Rassegna Stampa
Testata: L'Unione Sarda
Addio marea gialla a Maria Pia
23/05/2011
autore: Caterina Fiori
Alghero. Ma il sindaco Tedde chiede alla Regione la nomina di un commissario per il Calic
Le acque provenienti dal depuratore verranno utilizzate dagli agricoltori
Le acque depurate dell'impianto di San Marco saranno dirottate verso le condotte del Consorzio di bonifica della Nurra e, con questa soluzione, si spera di risolvere una volta per tutte il problema della marea gialla dovuta alla sofferenza della laguna del Calic che, finora, ha raccolto ettolitri di reflui.

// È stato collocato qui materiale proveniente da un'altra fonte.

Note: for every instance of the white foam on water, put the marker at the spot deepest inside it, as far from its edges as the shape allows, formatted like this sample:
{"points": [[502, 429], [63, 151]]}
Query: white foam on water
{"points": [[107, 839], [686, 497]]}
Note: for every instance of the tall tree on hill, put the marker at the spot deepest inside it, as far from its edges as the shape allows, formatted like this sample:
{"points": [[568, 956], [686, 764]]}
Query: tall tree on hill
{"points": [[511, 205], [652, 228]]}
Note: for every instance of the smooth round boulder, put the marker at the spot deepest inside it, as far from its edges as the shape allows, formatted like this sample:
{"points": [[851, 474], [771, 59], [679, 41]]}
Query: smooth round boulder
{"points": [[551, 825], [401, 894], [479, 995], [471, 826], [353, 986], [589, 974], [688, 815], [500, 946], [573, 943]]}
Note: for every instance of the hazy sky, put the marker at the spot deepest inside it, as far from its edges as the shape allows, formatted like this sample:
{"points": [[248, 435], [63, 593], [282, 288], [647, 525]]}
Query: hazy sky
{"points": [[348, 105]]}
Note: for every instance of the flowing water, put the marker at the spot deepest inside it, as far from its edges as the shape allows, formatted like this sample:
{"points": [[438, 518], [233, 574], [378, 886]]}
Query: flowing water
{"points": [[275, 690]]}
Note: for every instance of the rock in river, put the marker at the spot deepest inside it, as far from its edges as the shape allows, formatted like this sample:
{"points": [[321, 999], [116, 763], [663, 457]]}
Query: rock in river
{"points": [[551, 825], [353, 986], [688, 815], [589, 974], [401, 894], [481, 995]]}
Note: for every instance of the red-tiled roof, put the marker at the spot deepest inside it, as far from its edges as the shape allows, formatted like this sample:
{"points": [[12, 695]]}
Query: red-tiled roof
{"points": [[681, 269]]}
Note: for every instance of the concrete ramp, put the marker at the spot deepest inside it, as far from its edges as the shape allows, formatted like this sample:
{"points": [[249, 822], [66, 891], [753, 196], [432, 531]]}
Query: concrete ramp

«Vigileremo sullo stato di salute dello stagno», avvertono gli operatori del turismo, comunque soddisfatti dal recente accordo stipulato tra Regione, Provincia, Abbanoa e Consorzio per l'impiego della risorsa idrica a scopo irriguo.
«Un atto di consapevolezza e responsabilità», commentano, in una nota, il presidente di Confcommercio Alghero, Massimo Cadeddu, il portavoce del Consorzio turistico Riviera del Corallo, Stefano Visconti e i rappresentanti dei balneari. « poiché Alghero vende un prodotto balneare - spiegano - questo deve essere il miglior prodotto possibile, per reggere la concorrenza spietata di altre località antagoniste. Ciò significa spiagge sempre pulite e acque trasparenti». Non è stato così negli ultimi due anni. La costa da Maria Pia a Fertilia era interessata dal fenomeno dell'acqua torbida e giallastra. I concessionari degli stabilimenti che, dalla pineta, si susseguono fino alla borgata giuliana, avevano inviato un esposto in Procura segnalando la presenza in mare di chiazze torbide e schiumose che, a sentire gli esperti, sarebbero costituite dalla grande quantità di alghe proliferate nello stagno a causa dell'apporto di liquami carichi di fosforo e azoto. Un tappeto verde di organismi vegetali che raggiunge le spiagge attraverso il canale di Fertilia.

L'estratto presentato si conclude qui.